Tal vez todos los días nos miramos ante el espejo, lavándonos los dientes o las manos o echándonos la loción, pero son miradas ajenas, de esas que miran pero no ven, por no ser interesante o simplemente estar ocupado con sus pensamientos o estar hablándose a uno mismo.

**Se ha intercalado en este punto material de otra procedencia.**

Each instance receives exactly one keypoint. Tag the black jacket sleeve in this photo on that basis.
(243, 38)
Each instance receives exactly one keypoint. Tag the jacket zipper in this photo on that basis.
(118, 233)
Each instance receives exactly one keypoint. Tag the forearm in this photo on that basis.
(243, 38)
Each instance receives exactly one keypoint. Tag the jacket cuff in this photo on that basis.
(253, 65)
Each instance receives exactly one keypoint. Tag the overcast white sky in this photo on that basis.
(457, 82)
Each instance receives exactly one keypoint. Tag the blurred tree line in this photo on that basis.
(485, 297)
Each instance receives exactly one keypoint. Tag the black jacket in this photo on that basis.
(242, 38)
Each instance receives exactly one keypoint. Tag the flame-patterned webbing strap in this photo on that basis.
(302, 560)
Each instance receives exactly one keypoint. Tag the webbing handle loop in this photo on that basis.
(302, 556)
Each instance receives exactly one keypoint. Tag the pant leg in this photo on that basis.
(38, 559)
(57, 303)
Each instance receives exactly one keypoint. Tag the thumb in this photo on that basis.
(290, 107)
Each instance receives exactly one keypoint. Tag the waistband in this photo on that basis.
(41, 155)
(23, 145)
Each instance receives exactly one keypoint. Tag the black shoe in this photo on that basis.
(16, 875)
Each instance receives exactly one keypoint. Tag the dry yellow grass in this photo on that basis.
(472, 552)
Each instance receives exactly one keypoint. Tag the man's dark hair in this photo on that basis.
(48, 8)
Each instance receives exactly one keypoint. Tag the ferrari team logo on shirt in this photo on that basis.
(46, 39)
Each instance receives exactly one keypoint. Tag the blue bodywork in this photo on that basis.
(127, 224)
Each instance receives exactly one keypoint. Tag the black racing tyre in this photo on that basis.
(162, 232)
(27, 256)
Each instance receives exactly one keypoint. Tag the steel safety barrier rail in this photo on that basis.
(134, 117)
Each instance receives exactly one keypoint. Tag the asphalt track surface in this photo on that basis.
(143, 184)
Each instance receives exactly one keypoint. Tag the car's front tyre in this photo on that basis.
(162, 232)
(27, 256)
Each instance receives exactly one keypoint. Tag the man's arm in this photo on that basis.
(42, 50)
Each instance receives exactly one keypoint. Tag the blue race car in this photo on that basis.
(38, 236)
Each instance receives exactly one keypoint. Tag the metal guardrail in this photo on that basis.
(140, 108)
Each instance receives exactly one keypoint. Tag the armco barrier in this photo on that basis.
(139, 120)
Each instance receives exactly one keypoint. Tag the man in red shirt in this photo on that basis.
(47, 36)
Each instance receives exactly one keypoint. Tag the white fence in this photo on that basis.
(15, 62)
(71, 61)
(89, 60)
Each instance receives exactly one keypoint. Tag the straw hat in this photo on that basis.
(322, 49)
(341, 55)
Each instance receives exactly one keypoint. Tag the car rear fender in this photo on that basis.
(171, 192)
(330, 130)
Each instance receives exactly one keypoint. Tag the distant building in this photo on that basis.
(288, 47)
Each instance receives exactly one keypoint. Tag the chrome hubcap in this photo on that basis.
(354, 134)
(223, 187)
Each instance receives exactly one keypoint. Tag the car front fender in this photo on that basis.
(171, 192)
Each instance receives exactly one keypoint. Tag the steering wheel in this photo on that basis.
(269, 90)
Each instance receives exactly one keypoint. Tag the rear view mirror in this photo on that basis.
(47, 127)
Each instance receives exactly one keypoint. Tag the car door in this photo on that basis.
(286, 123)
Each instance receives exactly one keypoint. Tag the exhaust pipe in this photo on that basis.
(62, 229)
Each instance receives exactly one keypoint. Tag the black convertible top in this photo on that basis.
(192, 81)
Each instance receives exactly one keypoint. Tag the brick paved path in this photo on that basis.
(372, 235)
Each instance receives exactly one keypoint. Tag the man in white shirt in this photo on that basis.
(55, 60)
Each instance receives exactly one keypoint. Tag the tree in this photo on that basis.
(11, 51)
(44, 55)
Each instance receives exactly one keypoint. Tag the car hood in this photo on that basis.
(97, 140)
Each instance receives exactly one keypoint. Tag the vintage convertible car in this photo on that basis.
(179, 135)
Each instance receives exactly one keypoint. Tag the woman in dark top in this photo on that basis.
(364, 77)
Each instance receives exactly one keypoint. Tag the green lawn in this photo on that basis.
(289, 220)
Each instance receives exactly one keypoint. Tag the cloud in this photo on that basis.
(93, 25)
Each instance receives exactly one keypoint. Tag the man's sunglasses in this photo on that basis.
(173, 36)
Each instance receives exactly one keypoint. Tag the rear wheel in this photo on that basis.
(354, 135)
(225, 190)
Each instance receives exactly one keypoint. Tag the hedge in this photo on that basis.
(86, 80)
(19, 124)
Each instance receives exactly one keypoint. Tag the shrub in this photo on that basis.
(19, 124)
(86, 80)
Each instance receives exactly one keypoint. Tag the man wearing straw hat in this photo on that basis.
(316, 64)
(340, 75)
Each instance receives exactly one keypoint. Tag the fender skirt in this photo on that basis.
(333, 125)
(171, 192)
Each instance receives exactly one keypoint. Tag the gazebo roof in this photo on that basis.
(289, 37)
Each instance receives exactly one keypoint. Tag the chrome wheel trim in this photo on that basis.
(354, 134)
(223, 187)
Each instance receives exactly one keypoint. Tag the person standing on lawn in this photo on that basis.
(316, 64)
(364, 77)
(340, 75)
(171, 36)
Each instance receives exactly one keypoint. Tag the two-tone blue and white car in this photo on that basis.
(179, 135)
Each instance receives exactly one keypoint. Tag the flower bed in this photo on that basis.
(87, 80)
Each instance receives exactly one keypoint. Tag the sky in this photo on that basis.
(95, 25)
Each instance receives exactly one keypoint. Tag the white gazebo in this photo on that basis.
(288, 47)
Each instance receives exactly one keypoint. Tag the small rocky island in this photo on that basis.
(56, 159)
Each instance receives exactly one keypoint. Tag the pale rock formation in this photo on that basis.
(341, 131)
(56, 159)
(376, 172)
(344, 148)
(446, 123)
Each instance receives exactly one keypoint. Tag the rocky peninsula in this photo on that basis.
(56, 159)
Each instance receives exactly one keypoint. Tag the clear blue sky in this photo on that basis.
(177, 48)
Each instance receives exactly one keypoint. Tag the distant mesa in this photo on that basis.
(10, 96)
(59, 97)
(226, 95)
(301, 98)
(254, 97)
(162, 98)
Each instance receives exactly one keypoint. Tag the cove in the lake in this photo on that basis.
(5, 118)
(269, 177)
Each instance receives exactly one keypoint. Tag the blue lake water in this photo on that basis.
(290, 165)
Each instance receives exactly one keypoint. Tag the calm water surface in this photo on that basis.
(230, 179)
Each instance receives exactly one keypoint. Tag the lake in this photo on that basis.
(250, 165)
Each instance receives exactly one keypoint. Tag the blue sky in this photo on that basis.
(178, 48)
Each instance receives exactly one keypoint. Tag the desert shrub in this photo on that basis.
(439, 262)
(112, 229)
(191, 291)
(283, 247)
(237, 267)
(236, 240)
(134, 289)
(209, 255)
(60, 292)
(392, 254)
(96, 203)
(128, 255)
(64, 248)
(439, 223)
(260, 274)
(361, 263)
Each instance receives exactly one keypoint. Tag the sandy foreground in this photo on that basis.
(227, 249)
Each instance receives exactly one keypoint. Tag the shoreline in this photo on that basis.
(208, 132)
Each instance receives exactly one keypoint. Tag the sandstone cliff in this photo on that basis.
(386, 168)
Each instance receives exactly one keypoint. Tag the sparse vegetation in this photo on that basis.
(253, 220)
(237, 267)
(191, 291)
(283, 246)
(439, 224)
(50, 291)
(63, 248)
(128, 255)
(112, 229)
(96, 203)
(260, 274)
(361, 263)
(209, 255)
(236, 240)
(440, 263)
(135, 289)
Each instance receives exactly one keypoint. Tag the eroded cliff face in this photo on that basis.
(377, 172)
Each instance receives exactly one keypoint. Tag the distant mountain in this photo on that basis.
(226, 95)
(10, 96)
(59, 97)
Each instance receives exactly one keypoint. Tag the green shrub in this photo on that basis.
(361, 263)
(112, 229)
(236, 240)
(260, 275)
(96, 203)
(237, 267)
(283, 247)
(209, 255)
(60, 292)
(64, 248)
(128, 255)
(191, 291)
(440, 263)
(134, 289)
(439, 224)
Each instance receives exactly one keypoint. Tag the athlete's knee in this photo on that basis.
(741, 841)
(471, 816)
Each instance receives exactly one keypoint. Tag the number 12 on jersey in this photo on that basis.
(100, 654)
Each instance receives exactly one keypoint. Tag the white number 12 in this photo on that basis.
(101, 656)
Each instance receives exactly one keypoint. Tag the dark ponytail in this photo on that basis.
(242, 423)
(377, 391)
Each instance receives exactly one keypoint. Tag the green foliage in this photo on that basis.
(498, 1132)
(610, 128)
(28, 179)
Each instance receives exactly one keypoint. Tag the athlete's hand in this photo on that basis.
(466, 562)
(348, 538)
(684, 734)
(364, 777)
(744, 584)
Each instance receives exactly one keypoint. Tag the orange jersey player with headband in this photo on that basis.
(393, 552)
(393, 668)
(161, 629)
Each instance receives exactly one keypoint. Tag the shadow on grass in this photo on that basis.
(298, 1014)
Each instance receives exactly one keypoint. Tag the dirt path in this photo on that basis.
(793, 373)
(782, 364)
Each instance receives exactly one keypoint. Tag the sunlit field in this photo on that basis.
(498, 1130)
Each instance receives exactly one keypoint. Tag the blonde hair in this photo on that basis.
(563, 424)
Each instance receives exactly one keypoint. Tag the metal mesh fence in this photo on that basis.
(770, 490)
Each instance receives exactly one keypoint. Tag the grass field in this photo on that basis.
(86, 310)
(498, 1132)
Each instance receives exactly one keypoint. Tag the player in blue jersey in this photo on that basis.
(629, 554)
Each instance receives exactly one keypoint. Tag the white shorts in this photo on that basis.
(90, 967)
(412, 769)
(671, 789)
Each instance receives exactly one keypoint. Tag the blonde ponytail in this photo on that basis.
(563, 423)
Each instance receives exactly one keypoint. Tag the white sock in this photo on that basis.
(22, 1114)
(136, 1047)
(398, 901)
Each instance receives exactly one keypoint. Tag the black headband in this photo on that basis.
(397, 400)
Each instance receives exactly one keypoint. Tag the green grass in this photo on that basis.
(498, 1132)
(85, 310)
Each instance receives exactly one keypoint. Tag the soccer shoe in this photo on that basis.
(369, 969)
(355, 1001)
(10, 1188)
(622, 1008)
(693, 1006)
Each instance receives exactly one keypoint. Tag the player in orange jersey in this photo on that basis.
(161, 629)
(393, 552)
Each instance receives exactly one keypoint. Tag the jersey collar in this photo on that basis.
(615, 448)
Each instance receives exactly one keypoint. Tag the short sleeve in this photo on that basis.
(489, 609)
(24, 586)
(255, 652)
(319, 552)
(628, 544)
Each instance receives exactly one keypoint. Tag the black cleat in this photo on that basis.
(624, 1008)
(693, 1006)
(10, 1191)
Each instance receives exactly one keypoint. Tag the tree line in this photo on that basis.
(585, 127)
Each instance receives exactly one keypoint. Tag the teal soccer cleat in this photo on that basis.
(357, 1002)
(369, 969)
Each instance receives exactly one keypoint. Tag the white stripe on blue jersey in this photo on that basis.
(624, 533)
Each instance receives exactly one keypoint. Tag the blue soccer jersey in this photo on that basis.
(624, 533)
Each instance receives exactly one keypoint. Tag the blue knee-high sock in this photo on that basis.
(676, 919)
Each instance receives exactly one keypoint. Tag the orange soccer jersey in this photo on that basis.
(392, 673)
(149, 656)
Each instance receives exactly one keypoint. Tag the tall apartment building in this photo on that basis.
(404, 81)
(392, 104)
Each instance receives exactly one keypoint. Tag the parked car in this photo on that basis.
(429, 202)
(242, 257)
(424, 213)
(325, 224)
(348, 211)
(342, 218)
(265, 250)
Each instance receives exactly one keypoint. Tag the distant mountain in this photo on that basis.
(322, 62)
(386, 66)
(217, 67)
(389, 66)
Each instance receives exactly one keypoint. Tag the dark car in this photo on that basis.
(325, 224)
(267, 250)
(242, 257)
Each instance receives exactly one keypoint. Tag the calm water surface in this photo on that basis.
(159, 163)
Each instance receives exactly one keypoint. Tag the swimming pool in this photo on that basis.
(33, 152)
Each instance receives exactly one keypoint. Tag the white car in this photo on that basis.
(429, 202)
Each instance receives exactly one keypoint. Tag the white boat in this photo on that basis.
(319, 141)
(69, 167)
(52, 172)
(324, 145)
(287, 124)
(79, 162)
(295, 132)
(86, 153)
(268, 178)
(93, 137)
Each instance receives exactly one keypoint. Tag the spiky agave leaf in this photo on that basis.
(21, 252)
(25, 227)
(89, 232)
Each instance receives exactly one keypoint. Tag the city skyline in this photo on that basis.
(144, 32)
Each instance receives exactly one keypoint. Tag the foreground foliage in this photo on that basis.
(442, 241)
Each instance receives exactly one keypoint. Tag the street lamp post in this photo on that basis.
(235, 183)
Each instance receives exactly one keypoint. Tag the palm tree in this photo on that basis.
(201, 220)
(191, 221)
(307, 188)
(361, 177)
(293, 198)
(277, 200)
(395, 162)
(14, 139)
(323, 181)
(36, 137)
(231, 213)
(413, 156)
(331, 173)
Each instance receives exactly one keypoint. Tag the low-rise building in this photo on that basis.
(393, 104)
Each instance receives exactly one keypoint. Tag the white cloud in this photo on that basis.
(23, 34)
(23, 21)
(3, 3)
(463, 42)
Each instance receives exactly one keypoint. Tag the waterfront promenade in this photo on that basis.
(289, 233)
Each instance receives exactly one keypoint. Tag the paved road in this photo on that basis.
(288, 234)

Pero llega un día en que algo le
llama la atención y mira fijamente, pero tal vez con algo de sorpresa, al
sorprenderse que no reconoce al reflejado. No se parece a la imagen que alguna
vez tuvo años atrás y es precisamente eso lo llamativo. Se hace notoria la pérdida
de pelo, las pronunciadas ojeras, el aumento de canas, el incremento de
arrugas, qué sé yo lo que hizo fijar esa mirada en otra mirada que le parece
ajena y que no es posible mantener, porque algo de vergüenza puede aflorar. Qué
sé yo.
Y vencida esa vergüenza entra el
detalle reflejado. En efecto, las canas que no estaban el día anterior, una
pata de gallina adicional, una arruga que hasta el momento había pasado
desapercibida. Son detalles que nos cimbran, nos mueven la tierra porque nos
hace pensar en el tiempo pasado, en cuándo aparecieron las canas, cuándo se fue
el pelo, cuándo empecé a arrugarme. Preguntas sin respuesta, porque fueron
cambios sutiles, tan sutiles que avizoran que la vejez ya empezó y que ya no
hay retroceso, así se apliquen el botox, pues el tiempo no perdona, por más
zancadillas que quieran ponérseles.
Y es entonces cuando se decide mejor
no verse reflejado en el espejo, es mejor que ese desconocido siga su camino,
sin nada qué añadir, dándole la espalda, porque ese no soy yo, sigo siendo el
de ayer y ese de hoy, ya no se parece a mí.
Cosa tan jodida!
Montalvano se asustó, le dio miedo sufrir un
ataque de dismorfofobia que, como le había explicado un amigo psicólogo, venía
a ser el temor a no reconocerse en el espejo[1].
[1] Andrea Camilleri. Un mes con Montalvano.